Manufacturing Industry

Aureal redefines focus, sets 3-D audio technology

Electronic News, March 3, 1997 by Andrew MacLellan

Fremont, Calif.--Aureal Semiconductor--formerly Media Vision Technology--has emerged from the back end of a plan to redefine the company's technology focus and today will report that its new 3-D positional audio algorithm will debut in products from Diamond Multimedia and Oak Technology.

Aureal's A3D positional sound, developed in large part by wholly-owned subsidiary Crystal River Engineering, will today feature in separate introductions the OTI-610 PCI audio chip from Oak and the Diamond Monster Sound PCI-based accelerator card.

Additionally, Aureal is reporting wide support for A3D from game developers, including Activision, Electronic Arts, LucasArts, Maxis and Virgin Interactive, and expects titles incorporating the algorithm to hit store shelves this month.

The Oak audio controller is said to deliver multiple audio channels when combined with Microsoft's DirectSound API for playback of music, special effects and positional 3-D audio. The chip incorporates PCI bus mastering for automatic audio data transfers from system memory, simultaneously reducing system overhead and increasing the amount of sustained data which can be transferred over the bus at a given time. PCI also eliminates the need for separate, dedicated memory for audio functions.

The Diamond Monster Sound also supports Microsoft's DirectX APIs under Windows 95. The board is capable of up to 24 independent audio streams and a signal-to-noise ratio greater than 80 decibels. Both the Oak and Diamond devices will support Microsoft's impending release of DirectSound 3D as well.

Diamond and Oak separately licensed Aureal's A3D technology last year as part of a program which now includes Rockwell International and Analog Devices Inc. (ADI) among others (EN, Sept. 9, 1996). In fact, Diamond has integrated the A3D algorithm into an ADI 2181 DSP to guarantee the 40-million operations-per-second computing power required to achieve true positional sound.

"The licensing is coming to fruition," said Toni Schneider, Aureal's VP of strategic alliances. "The first licensees are shipping product and from our perspective we've been heavily evangelizing A3D to game developers."

Diamond's director of marketing Paul Nahi said Aureal was chosen over competing audio houses such as SRS Labs or QSound Labs because it was the first to market with a true psycho-acoustic technology which incorporated a head related transfer function (HRTF) algorithm with atmospheric absorption, Doppler shifts and inter-aural sound properties.

Priced at $199.95, the Monster Sound board, like the OTI-610, will enable 3-D audio over a pair of conventional speakers or headphones, although the Diamond device features quad-speaker capability as well. Diamond also incorporates a proprietary Freedom 5600 multimedia ASIC to connect the host PC to the DSP and audio CODEC components it licensed from ADI.

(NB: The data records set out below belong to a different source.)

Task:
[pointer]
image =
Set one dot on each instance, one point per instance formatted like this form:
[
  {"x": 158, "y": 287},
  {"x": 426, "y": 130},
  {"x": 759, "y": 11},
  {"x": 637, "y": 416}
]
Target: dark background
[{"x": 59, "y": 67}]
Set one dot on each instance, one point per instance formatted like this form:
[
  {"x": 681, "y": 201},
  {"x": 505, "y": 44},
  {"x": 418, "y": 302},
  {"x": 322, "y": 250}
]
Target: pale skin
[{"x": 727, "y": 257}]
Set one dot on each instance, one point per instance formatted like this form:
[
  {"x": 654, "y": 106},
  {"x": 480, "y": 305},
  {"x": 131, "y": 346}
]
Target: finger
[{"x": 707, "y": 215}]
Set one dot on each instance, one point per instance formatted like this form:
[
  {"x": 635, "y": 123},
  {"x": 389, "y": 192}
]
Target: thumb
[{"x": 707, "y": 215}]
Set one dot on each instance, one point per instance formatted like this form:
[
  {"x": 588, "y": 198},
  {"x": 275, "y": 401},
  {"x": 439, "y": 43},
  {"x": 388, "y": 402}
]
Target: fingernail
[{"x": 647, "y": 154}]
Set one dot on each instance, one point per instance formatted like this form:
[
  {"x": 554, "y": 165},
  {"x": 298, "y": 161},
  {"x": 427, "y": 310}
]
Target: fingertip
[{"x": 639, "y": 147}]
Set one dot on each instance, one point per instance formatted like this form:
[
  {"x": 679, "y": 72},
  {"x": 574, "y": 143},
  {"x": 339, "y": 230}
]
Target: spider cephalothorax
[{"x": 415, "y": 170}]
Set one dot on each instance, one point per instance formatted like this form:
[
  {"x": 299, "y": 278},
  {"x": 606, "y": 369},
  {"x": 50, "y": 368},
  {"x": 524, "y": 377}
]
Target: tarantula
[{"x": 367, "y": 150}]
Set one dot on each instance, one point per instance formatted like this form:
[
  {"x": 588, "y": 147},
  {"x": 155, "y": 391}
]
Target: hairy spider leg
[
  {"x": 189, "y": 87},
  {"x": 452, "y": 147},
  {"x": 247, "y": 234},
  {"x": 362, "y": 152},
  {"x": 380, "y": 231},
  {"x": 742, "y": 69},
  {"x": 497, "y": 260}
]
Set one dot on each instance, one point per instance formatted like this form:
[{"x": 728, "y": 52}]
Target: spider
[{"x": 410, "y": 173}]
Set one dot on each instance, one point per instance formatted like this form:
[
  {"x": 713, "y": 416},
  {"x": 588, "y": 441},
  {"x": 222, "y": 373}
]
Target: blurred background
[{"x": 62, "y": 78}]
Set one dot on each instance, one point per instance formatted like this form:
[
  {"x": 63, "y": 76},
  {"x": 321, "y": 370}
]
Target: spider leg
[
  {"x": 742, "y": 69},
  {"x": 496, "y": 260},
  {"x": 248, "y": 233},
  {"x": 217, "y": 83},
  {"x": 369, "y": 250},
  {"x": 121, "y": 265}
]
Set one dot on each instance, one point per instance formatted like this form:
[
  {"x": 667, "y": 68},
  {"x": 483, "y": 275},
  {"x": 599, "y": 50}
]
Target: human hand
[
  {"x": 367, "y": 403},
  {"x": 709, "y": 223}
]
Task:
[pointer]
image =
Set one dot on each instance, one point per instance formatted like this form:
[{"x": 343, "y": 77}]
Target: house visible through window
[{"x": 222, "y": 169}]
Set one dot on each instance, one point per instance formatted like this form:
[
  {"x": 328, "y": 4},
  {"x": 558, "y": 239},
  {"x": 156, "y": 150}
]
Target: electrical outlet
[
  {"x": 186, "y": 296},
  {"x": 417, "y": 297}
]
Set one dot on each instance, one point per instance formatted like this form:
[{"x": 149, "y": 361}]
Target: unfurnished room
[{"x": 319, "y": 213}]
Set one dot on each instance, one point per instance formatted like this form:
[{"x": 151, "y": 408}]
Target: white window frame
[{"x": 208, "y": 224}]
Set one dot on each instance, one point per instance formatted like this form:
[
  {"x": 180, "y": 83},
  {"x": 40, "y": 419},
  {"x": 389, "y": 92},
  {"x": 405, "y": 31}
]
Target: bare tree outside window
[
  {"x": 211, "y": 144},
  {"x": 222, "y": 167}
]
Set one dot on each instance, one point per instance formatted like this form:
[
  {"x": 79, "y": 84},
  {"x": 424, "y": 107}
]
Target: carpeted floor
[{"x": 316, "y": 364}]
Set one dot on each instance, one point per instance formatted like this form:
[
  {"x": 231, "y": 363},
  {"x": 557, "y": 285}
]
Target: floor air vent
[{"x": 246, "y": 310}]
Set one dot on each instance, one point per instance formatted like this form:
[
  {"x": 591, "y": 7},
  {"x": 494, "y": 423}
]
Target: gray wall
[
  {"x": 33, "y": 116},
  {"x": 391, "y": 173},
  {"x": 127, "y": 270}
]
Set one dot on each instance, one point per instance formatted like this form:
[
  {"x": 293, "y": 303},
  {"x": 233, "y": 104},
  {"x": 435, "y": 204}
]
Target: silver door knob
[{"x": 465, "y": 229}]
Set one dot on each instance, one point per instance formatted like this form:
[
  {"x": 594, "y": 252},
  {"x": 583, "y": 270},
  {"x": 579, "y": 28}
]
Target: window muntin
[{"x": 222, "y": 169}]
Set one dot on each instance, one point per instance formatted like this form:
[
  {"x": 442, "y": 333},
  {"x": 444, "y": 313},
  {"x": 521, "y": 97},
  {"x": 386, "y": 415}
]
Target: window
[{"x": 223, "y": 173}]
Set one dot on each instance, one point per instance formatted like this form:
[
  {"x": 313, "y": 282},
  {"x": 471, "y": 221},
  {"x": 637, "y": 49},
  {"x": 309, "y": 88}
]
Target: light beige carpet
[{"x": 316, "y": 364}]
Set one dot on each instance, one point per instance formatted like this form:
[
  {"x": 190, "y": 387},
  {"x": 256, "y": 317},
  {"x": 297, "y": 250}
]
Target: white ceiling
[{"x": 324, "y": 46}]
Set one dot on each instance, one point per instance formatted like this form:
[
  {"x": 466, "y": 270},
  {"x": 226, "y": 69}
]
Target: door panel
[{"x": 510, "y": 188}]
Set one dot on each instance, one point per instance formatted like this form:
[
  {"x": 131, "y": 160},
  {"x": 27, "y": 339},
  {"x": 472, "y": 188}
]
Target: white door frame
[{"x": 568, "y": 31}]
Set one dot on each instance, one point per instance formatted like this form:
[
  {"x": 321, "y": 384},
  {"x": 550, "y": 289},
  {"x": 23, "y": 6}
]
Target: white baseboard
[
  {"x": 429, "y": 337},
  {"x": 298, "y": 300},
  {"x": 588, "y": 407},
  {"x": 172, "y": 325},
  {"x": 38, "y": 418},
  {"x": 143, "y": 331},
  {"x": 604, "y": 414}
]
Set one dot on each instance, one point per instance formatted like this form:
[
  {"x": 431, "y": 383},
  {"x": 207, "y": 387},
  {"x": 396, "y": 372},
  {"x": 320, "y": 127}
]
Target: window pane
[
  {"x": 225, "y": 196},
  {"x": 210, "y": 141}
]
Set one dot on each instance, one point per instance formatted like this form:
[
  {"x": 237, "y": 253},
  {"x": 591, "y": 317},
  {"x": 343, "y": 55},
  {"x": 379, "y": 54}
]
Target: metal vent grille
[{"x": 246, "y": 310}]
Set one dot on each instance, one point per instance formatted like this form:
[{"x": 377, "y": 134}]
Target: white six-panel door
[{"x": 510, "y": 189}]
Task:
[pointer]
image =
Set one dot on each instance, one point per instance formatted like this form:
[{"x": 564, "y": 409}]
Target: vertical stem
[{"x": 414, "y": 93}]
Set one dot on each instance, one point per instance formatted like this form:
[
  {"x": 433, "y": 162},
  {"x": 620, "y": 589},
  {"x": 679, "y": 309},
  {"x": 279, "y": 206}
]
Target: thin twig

Unlike technology coming from the likes of VLSI Technology and S3, Diamond's Mr. Nahi said the Monster Sound card will not include Sound Blaster backwards compatibility. Rather, the new card is designed to sit on the PCI bus and ride alongside the ISA bus-compliant Sound Blaster device, not replace it.

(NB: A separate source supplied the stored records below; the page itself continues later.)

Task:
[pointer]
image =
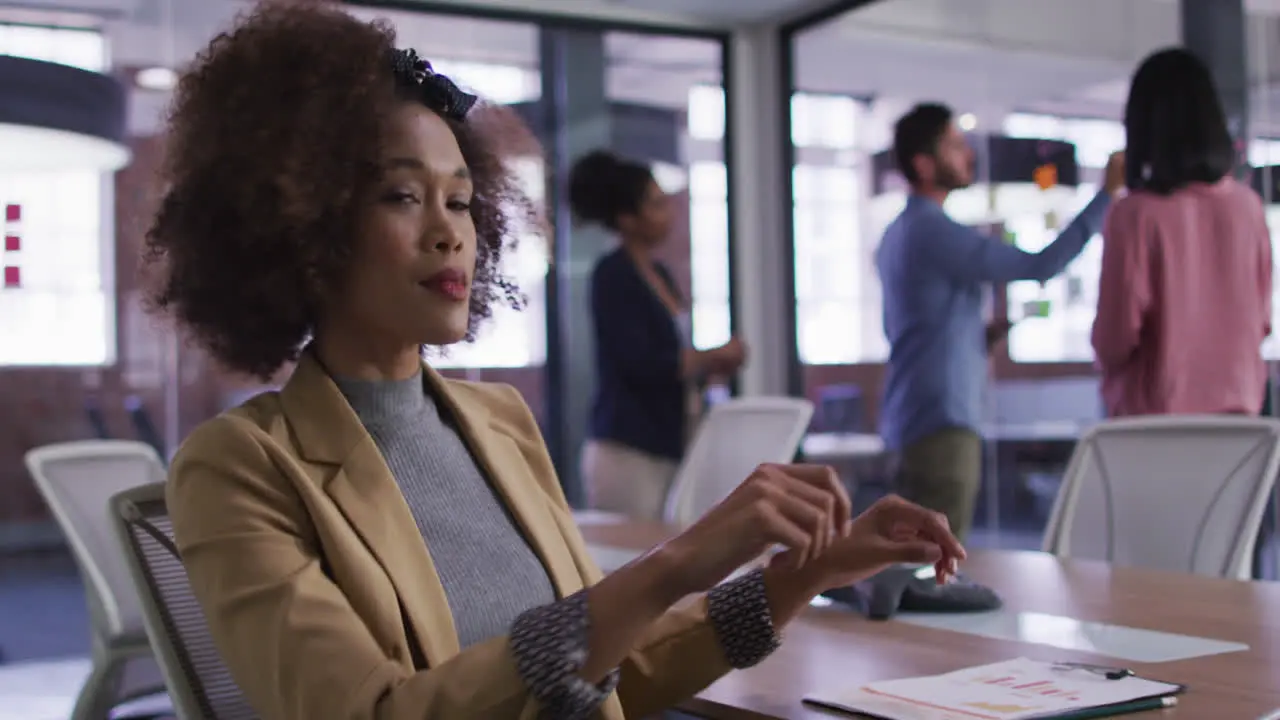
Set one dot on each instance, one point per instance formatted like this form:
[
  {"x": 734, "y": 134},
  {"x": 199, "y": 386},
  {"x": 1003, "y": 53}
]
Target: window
[
  {"x": 497, "y": 83},
  {"x": 58, "y": 291},
  {"x": 708, "y": 217},
  {"x": 831, "y": 261},
  {"x": 708, "y": 241}
]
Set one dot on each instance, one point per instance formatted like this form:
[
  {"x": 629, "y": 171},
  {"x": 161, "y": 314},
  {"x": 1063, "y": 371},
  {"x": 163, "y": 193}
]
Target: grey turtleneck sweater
[
  {"x": 494, "y": 582},
  {"x": 469, "y": 532}
]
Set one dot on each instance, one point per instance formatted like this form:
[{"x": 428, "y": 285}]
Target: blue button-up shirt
[{"x": 932, "y": 270}]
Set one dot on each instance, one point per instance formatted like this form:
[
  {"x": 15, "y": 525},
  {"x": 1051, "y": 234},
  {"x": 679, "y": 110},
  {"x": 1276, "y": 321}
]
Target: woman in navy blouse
[{"x": 647, "y": 368}]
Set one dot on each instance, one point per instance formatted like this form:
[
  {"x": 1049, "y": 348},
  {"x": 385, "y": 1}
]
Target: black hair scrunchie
[{"x": 435, "y": 91}]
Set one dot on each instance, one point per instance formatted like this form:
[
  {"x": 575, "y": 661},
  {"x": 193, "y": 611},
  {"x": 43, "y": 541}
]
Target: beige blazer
[{"x": 320, "y": 591}]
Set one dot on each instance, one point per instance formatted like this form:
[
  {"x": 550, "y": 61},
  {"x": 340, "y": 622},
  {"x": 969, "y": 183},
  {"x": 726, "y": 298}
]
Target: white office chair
[
  {"x": 1175, "y": 492},
  {"x": 734, "y": 438},
  {"x": 200, "y": 684},
  {"x": 77, "y": 481}
]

"First of all, legacy compatibility over the PCI bus doesn't really work. It's kludgey (sic) and you only get about an 80 percent hit rate," said Mr. Nahi. "And most people who will use this device in the next 18 months already have a Sound Blaster. But the real issue is with legacy compatibility on a PCI bus."

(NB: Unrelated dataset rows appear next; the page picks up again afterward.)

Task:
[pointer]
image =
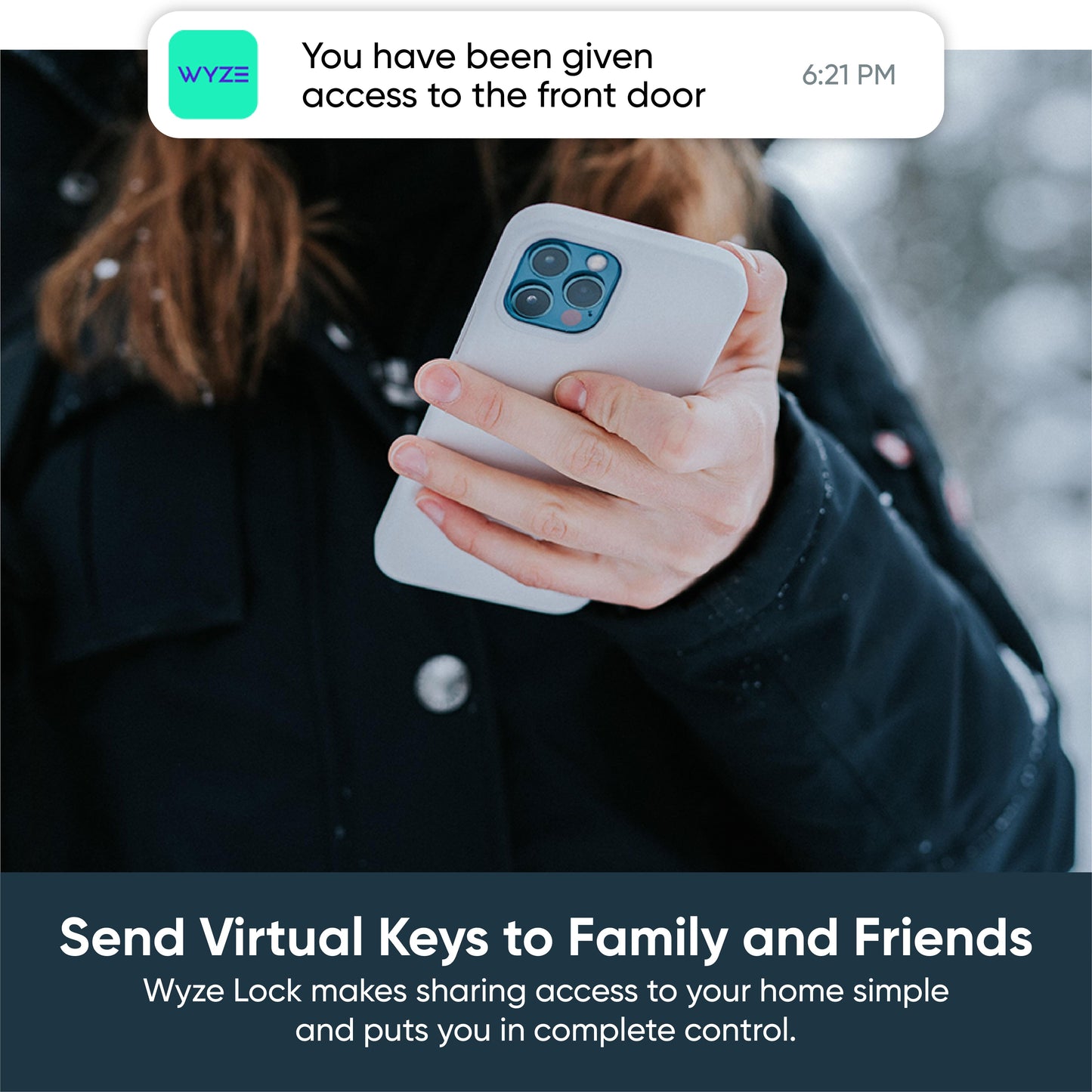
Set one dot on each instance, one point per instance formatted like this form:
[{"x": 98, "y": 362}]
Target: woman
[{"x": 795, "y": 659}]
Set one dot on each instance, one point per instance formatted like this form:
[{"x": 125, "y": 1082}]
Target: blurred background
[{"x": 971, "y": 250}]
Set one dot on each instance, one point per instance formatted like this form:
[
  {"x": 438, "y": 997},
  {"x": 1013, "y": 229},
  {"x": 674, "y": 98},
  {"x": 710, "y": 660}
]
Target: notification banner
[
  {"x": 487, "y": 981},
  {"x": 545, "y": 73}
]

Because the Monster Sound card sits side-by-side with older FM synthesis cards, the device can, however, exploit the audio functions of DOS-based games running on the Windows 95 platform, he added. The accelerator board and software bundle will be available through retailers next month, and future software upgrades over Diamond's web site may be possible through the card's programmable DSP.